College Applications



For many years, January 15 was an important deadline for me. College and graduate school applications were  always due by then. Most of the time, I used to send in these applications at least a month before the deadline. I wanted to be sure Christmas mail would not come between me and my destiny!



So thus, my siblings and I tried our luck, without the college counselors and SAT tutors other American kids may have benefitted from. As the eldest, I filled out applications with little help, outsourcing uncles and aunts to proofread my essays. I had applied to ten universities and got accepted at three of them.  I was venturing into a new cultural paradigm. Having been French educated, which emphasizes writing and analysis, I now had to take a multiple choice exam, with only one single answer that could be correct! In the long essays I wrote fore each university, I attempted to highlight my talents and discuss my extracurricular activities. This entire process was certainly challenging.



From my own experience I derived what I could to tutor my younger siblings when they had reached that major step in their lives. I bought SAT books years ahead of time for them, and sat them down every summer to prepare them in the multiple choice method. I would quizz my brothers on English vocabulary, and we would always joke that those words could only be found on an SAT exam, they seemed so obscure. I tutored my sister on the maths section, even though they were beyond her level, until she got the logic of the exam, and understood how to eliminate options till she reached the correct one. Today, I am tempted to go into the college counseling business in Dubai,  to create a tutoring system that would assist international students in their college choice, help them fill out their applications in a way that would make them shine, and tutor them for the SATs.

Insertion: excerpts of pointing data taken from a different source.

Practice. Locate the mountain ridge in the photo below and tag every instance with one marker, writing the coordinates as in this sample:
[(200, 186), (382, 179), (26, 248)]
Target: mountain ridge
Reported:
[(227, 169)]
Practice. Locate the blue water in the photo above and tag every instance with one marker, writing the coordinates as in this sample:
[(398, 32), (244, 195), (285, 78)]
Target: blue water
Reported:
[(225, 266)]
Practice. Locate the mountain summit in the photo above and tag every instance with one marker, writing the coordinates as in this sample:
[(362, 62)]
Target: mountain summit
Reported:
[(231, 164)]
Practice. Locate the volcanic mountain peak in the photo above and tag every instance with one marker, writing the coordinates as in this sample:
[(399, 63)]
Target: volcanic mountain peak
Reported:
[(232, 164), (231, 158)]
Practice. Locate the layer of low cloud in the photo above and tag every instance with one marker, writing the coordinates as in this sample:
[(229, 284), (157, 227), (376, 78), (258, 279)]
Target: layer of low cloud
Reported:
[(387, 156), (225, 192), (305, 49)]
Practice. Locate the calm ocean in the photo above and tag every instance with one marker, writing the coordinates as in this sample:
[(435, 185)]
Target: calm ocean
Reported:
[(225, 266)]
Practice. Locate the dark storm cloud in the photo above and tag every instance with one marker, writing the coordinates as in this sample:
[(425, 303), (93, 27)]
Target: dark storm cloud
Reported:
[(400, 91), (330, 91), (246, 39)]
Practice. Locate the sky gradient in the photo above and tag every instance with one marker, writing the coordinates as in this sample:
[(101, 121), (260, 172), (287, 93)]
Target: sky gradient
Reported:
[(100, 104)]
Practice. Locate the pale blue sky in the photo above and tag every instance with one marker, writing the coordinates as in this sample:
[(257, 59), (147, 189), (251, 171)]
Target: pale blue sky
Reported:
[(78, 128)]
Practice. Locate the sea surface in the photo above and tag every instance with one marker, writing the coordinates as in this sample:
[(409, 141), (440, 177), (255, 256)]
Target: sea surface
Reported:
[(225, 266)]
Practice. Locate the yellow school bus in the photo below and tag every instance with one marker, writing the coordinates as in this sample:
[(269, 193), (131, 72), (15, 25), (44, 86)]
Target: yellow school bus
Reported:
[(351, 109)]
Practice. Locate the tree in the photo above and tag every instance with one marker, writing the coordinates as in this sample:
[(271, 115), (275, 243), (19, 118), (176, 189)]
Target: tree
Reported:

After all the hard work, there are months of silence, when no correspondence is sent between applicant and the Office of Admissions. Each of us go back to our final year of high school, preparing for the Baccalaureat, and anxiously awaiting the Spring to hear the offers and rejections. No experience  rivals the thrill of receiving a letter or better yet an acceptance  in a large envelope from an Office of Admissions. I remember  being in boarding school in Geneva, circa April 1988, and excitedly discovering the large envelopes from Emerson College (for media) Tufts University and Smith College. I chose the most mysterious of the three colleges, yet most reputable of them all. It was a difficult decision to  choose to attend a women's college in rural Massachusetts. Yet a as soon as I accepted the offer from Smith I felt a huge burden lift off of my mind, and I knew that no matter what the outcome of those baccalaureat exams, my academic future had a certainty. Feeling less pressured enabled me to excel eventually at the Bac, and I received honors enough to propel me a year ahead in college.





However, the most memorable college acceptance letter was the one my sister received from Stanford University. She had chosen the school as an Early Decision, showing them her commitment if she were to be accepted. It was hard for her to turn her back on her acceptance to Swarthmore College however! When the postman arrived that day in Boston, where she was visiting me while studying for her own Bac examination during her Spring break, we jumped for joy at the sight of the large envelope with the Stanford Redwood tree on it.  We cried and celebrated her next three years (she also received honors for her Bac and finished college on the fast track)!



I am certain that American higher education remains the best in the world. I also observe that competition is increasing as more talented students from across the world desire the same limited places offered by these top universities. I have not changed the formula for my children, understanding that the cultural paradigm will also eventually be a challenge for them. They will have the same difficulties understanding the new grading system, sitting for multiple choice exams in the English language, typing papers in college that are structurally so different from those they will write for the Bac.  I am confident, that somewhere, somehow, their involvement in arts and sports will lead them to their academic destiny, somewhere on that map of the United States.


2 comments:

  1. The Patriarch of our family was my uncle who was a political leader in Lebanon.He lived to be 95,and my children had the privilege of getting to know him,and benefit from his wisdom, when he was in exile in Geneva in the 80's.His strength was his charm and his love for the new generations of our family.I remeber asking him where our blogger should go when she got accepted to many US universities,including some that offered her a full scholarship.He mused and said of course Harvard,since at the end of the day,people look at the fame of the institution.Ever since,he used to call her:"Za'aimat Harvard" which meant the leader from Harvard.